バードマン あるいは(無知がもたらす予期せぬ奇跡)(2014)

20cfox

- ブラック・スワン路線 -

アクション映画で名をはせた主人公は、落ちぶれて再起を賭ける舞台を準備中。しかし、資金繰りや俳優との諍い、家族問題で精神的に破綻寸前・・・・

・・・・舞台裏の光景が非常にリアルな内幕もの。実に変わった作品で、芸術的な表現と分かりやすい演技、訴えかける力などのバランスを上手くとっていたように思った。

アカデミー作品賞を始め、多くのタイトルをとったのも頷ける力作。特に良かったのはカメラワーク。映像が途切れず、シーンのつながりが失われないように工夫してあることが明確に分かったので、誰もが画面から気を抜けなくなるような効果があったはず。

ワンカット風にするアイディアは誰が考えついたのか知らないが、テンポや観客の印象、注意のひき方に関しての効果が抜群で、素晴らしい考えだった。ひょっとしてテレビドラマで頻用されるテクニックを、映画でもやりたいと誰かが考えたのか?ドラマ「ER」の雰囲気に近かった。

舞台のシーンでは、背景になる人物のぼやけ具合が実に的確で、主人公に注目が行く時は、共演者がぼやけており、共演者にも注目が必要な時はちゃんとカメラが寄っているという、分かっていても失敗しやすい基本がちゃんと徹底されていた。

役者達の個性、特に役者バカの身勝手な男を演じたエドワード・ノートンと、薬物依存の娘役エマ・ストーンは非常に強い印象を残した。演技過剰だったとは思うものの、ギリギリ実在しそうな線は保ち、派手で分かりやすい演技をしていた。日本人にも理解しやすい表情だった。

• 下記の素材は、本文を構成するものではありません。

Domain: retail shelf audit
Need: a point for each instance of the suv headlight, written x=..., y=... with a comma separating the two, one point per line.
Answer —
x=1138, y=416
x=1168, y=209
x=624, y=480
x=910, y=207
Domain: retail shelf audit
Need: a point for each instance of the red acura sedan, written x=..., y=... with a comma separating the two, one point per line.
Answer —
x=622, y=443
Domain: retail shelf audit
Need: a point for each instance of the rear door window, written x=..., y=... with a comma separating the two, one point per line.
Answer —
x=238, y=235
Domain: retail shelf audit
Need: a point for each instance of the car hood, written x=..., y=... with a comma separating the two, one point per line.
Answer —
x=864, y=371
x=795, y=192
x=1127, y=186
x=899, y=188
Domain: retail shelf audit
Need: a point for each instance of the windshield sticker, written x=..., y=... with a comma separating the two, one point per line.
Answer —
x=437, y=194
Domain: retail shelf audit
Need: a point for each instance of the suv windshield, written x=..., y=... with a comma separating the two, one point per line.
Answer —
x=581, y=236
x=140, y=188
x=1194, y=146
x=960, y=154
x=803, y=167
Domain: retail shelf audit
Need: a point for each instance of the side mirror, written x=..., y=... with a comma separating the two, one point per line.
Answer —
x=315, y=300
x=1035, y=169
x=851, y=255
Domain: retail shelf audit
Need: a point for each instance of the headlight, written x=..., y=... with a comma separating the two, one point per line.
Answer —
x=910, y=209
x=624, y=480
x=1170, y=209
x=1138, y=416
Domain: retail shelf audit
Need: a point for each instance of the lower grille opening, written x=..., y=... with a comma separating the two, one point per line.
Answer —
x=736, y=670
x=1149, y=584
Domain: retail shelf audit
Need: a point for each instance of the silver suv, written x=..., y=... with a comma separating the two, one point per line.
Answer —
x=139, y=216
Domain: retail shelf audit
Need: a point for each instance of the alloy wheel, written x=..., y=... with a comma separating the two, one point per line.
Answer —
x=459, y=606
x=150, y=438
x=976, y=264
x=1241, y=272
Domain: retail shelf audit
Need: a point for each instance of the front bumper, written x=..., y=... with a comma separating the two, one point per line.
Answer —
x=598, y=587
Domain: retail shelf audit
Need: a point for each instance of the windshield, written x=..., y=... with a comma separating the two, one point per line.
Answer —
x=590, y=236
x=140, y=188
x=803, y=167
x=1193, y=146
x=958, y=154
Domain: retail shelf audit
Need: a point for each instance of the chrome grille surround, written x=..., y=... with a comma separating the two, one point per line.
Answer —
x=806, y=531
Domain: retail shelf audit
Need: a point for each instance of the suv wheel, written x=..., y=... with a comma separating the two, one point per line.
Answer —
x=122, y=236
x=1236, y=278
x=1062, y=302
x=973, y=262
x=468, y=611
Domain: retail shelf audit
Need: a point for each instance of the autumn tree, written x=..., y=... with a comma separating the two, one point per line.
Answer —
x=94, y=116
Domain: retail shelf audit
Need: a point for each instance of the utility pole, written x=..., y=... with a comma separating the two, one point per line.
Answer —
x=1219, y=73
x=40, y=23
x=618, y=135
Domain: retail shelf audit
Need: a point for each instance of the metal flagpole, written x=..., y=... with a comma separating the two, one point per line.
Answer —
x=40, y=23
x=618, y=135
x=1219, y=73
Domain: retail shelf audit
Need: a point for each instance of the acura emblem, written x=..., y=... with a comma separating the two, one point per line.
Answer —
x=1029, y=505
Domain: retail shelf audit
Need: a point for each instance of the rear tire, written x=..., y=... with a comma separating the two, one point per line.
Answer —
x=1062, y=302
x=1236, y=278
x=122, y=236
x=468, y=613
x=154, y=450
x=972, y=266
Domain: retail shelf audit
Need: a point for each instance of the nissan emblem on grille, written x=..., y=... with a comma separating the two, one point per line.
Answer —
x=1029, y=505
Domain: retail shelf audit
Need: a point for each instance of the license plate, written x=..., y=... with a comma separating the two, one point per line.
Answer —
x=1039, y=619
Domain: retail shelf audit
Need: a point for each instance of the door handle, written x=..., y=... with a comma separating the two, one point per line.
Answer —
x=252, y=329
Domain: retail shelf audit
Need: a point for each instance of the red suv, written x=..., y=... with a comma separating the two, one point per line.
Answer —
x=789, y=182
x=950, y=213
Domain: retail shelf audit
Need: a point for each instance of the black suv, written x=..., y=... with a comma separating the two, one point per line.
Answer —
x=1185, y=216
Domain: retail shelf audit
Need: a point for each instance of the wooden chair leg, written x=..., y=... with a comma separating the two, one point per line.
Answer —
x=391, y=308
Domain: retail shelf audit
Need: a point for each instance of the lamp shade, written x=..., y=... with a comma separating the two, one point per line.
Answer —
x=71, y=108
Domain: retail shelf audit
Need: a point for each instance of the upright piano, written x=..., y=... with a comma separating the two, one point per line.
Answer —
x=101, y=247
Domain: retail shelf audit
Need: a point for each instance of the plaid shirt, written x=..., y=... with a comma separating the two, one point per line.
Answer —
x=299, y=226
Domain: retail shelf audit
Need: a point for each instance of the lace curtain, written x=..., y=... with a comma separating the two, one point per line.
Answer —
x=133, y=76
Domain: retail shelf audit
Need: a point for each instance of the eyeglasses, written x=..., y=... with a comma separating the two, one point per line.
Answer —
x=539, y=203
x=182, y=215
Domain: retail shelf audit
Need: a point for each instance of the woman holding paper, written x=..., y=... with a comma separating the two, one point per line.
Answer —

心理劇が中心となった作品では、時々理解不能の状態になる。こちらの頭が悪いのか、それとも作り手がこだわりすぎて、芸術的な表現に走りすぎて分かりにくくなっているのか、よくは分からないのだが、陥りやすいパターンはあると感じる。この作品は、そんな愚を避ける判断が働いていたように感じた。その微妙なセンスが、出来映えに生きていた。

この作品のアイディアがどんな風に出てきたのか興味がある。誰かモデルがいたのだろうか?監督は特に舞台の仕事が長かったようには書かれていないので、何か元になる話がありそうな気がする。

まさか最初からマイケル・キートンをモデルに考えていたのだろうか?かってのバットマン役の俳優、ありえない話ではないように思うが、キャスティングと同時進行でストーリー作りをやって、キートンに合わせてバットマンに似たヒーローを考え出したりしたように想像する。

死を予感させる基調は、「ブラック・スワン」のそれに近いと感じた。同じような心理劇で、舞台に係わる話で、CGが実写に加えられて、主人公の狂った心理を表現するのに使われる・・・つまり、今のハリウッドの流行は、このような映画なのだろう。

ブラック・スワンと違って笑えるシーンが多い点は、後味の面では良かった。カメラワークの点でも特徴があった。迫力や最後の強い印象の面では、歩が悪かったかも知れない。そして結局は内幕ものであり、最高の名作として生き残ることはないような、普遍性に欠ける印象も受けた。